We need to develop new technologies to make the identification of mutations and other alterations in specific genes both technically and financially feasible. these technologies must be developed with respect to validation, reliability, automation, and cost. We need to establish databases to catalogue mutations and to correlate the specific mutations in an individual gene, such as BRCA-1, with the clinical consequences of that individual mutation including age of onset, aggressiveness, responsiveness of the tumor to therapy, and efficacy of surveillance and diagnostic studies. Coordinated databases will be needed for family registries and epidemiologic data. Finally, we will need to develop centralized tissue and DNA banks for future studies. These tissue and DNA banks must themselves be linked to excellent clinical databases and made widely available to the research community.

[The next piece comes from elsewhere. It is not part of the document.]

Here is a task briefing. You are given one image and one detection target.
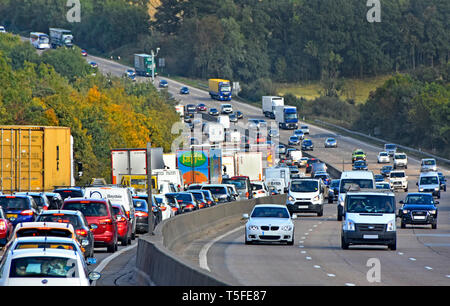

3) Human Resource Development

Genetics is changing the landscape of biomedical research and it will change the landscape of clinical practice. To be prepared for these changes will require attention to human resource development. Here I will just touch upon one issue--the need for genetic counseling in oncology. there is a real need to train genetic counselors and for physicians, other health care providers, patients and communities to have access to effective educational materials and guideline for all the issues surrounding the use and interpretation of test aimed at addressing genetic susceptibility to cancer. We must include training in genetics, risk assessment, and the ethical, legal, social, and behavioral aspects of genetics for health care providers.

Conclusion

It has long been observed that cancer runs in families. We are here today, all of us, as participants in a revolution in medicine, in science, and indeed a revolution in our very conceptualization of individual identity and of predicting the type of future an individual may face in terms of his or her health. The discoveries we have talked about today, as with all discoveries, raise opportunities and very serious challenges. We must address ourselves to both the new opportunities raised by these discoveries, opportunities for the early detection, for the possibility of prevention and ultimately for the development of new therapies for cancer. Equally, we must be aware of the challenges. I have limited my remarks to some of the scientific, technical, and human resource challenges, but the challenges do not end there. The potential power of reading ones own genetic script raises societal and personal issues about insurance, employability, privacy, and personal choice that we cannot ignore and that my colleague, Francis Collins, will address.

I thank you for your attention, for this opportunity, and I would be delighted to answer any questions.